M.C. – Eu estou muito animada com a oportunidade de poder dar vida ao ballet. Ainda mais um ballet tão maravilhoso ao qual sou suspeita pra falar, pois é um dos meus favoritos. Dar vida a Julieta eu acredito que vai ser um crescimento e amadurecimento muito importante pra minha carreira.
Negrê – Como você se sente fazendo o papel de Romeu neste momento de sua carreira depois de retornar oficialmente de uma lesão? Como tem sido a rotina com essa nova experiência? O que você destaca?
Gabriel Fernandes – Olha… muito feliz, muito mesmo! Eu queria muito interpretar Romeu, sempre foi um sonho. Mas eu tinha dúvidas sobre fazer parte do elenco principal, eu acabei de voltar depois de um ano parado. Fiz a primeira temporada tomando muito cuidado, claro, mas não dancei nada comparado ao Romeu. Então, por eu ver que o pessoal na companhia estava tendo todo um cuidado comigo, achei que não fosse interpretar Romeu. Mas também depois quando eu vi o elenco, meu coração pulou de alegria. A rotina tem sido desafiadora, no início foi mais difícil ter que adaptar a uma parte nova no meu corpo, ter que me acostumar a dançar com algo que não fazia parte de mim (tendão), mas agora graças a Deus já está bem melhor, depois de muito acompanhamento de fisioterapeuta (ainda tenho acompanhamento), academia, alimentação e ensaios com total atenção na minha recuperação. Tudo isso tem me deixado mais confortável e um pouco mais confiante nesse momento específico da minha vida e carreira. Mas o mais importante está sendo a atenção que estou tendo que ter comigo mesmo, aonde eu posso dar mais de mim sem me machucar, aonde eu posso descansar. Isso está sendo um desafio, mas ao mesmo tempo, um novo autoconhecimento.

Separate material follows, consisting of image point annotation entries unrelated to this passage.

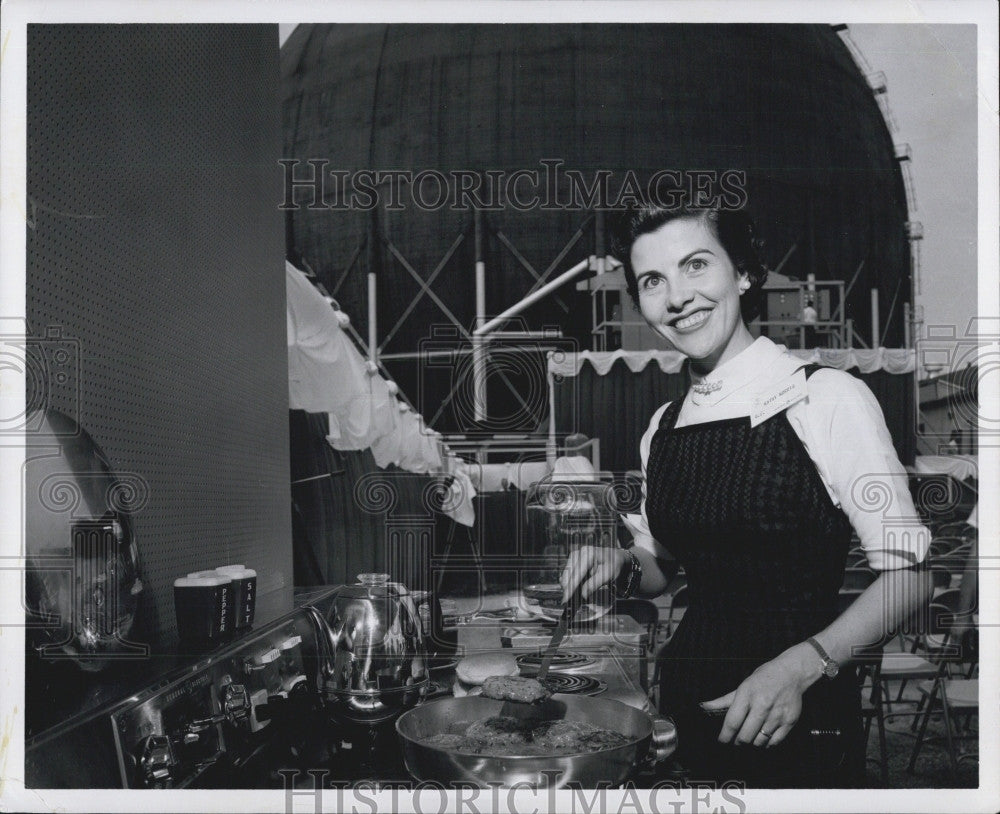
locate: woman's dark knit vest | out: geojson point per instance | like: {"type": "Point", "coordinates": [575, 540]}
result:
{"type": "Point", "coordinates": [745, 512]}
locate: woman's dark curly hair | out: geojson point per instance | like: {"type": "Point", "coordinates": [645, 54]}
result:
{"type": "Point", "coordinates": [733, 228]}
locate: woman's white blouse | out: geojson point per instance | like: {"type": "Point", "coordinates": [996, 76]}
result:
{"type": "Point", "coordinates": [842, 428]}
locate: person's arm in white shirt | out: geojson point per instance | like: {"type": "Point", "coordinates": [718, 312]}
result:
{"type": "Point", "coordinates": [847, 438]}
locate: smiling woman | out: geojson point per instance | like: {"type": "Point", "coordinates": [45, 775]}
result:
{"type": "Point", "coordinates": [689, 290]}
{"type": "Point", "coordinates": [750, 482]}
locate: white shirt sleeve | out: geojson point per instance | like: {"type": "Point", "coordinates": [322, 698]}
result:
{"type": "Point", "coordinates": [637, 523]}
{"type": "Point", "coordinates": [844, 432]}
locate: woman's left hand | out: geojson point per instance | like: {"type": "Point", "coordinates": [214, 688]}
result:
{"type": "Point", "coordinates": [765, 707]}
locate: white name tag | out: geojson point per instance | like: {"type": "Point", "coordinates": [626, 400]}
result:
{"type": "Point", "coordinates": [779, 397]}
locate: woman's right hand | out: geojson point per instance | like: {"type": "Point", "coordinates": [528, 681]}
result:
{"type": "Point", "coordinates": [593, 566]}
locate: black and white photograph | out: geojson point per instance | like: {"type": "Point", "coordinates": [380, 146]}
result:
{"type": "Point", "coordinates": [624, 451]}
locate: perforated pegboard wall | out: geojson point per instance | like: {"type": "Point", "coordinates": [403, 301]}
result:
{"type": "Point", "coordinates": [155, 256]}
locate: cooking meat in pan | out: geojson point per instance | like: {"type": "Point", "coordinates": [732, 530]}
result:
{"type": "Point", "coordinates": [515, 688]}
{"type": "Point", "coordinates": [502, 737]}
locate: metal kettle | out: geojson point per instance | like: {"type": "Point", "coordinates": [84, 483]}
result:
{"type": "Point", "coordinates": [375, 664]}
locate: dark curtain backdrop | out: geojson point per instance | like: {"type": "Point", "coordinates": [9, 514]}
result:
{"type": "Point", "coordinates": [617, 407]}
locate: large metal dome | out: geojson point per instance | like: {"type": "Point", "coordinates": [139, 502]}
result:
{"type": "Point", "coordinates": [785, 103]}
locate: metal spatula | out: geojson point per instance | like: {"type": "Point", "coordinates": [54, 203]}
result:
{"type": "Point", "coordinates": [548, 709]}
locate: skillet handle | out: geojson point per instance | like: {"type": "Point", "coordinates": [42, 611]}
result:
{"type": "Point", "coordinates": [664, 740]}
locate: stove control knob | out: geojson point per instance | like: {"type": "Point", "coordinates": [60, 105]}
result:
{"type": "Point", "coordinates": [236, 703]}
{"type": "Point", "coordinates": [156, 760]}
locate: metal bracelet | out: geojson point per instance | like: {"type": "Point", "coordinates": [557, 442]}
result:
{"type": "Point", "coordinates": [634, 577]}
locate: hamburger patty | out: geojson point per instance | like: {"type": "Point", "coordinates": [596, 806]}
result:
{"type": "Point", "coordinates": [515, 688]}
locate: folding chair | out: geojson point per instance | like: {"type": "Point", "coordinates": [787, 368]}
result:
{"type": "Point", "coordinates": [954, 697]}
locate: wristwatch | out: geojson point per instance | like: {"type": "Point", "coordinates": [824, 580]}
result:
{"type": "Point", "coordinates": [627, 582]}
{"type": "Point", "coordinates": [830, 667]}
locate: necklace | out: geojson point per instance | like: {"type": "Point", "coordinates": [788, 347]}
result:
{"type": "Point", "coordinates": [706, 388]}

N – Como tem sido o processo de estudo e preparação para trazer esse personagem ao palco? Como você tem trabalhado sua mente?
G.F. – Então, tem dias que não é fácil, eu interpreto dois personagens completamente opostos um do outro. Romeu, 17 anos, jovem sonhador, apaixonado, cheio de amores e todo feliz. Do outro lado, eu tenho Tybalt (amo esse personagem), um pouco mais velho que Romeu. Tybalt! O cara que acha que ele é o melhor, que está sempre procurando briga com Romeu e sua família, um cara numa outra energia, completamente oposto de Romeu. Tem dias que eu saio com o emocional e o físico muito, mas muito cansado, por ter que pensar nos dois e ter que, ao mesmo tempo, mudar o meu jeito de pensar e agir em questão de segundos! O que eu tenho feito é assistir filmes e ballet sobre Romeu e Julieta, e às vezes nem só sobre R&J, mas filmes que me remetem as características dos personagens, lendo sobre a história para que eu possa criar características próprias de um e de outro que não me deixem confuso e tão louco hahahaha… mas eu ainda não consegui achar uma chavinha para ser algo fácil, ao ponto de trocar a mentalidade de um para o outro ou terminar um ensaio onde eu vejo a Julieta morta, ter que chorar por ela e logo mais ter ensaio de Tybalt numa luta. A minha emoção ainda precisa de tempo para sair dessa transe.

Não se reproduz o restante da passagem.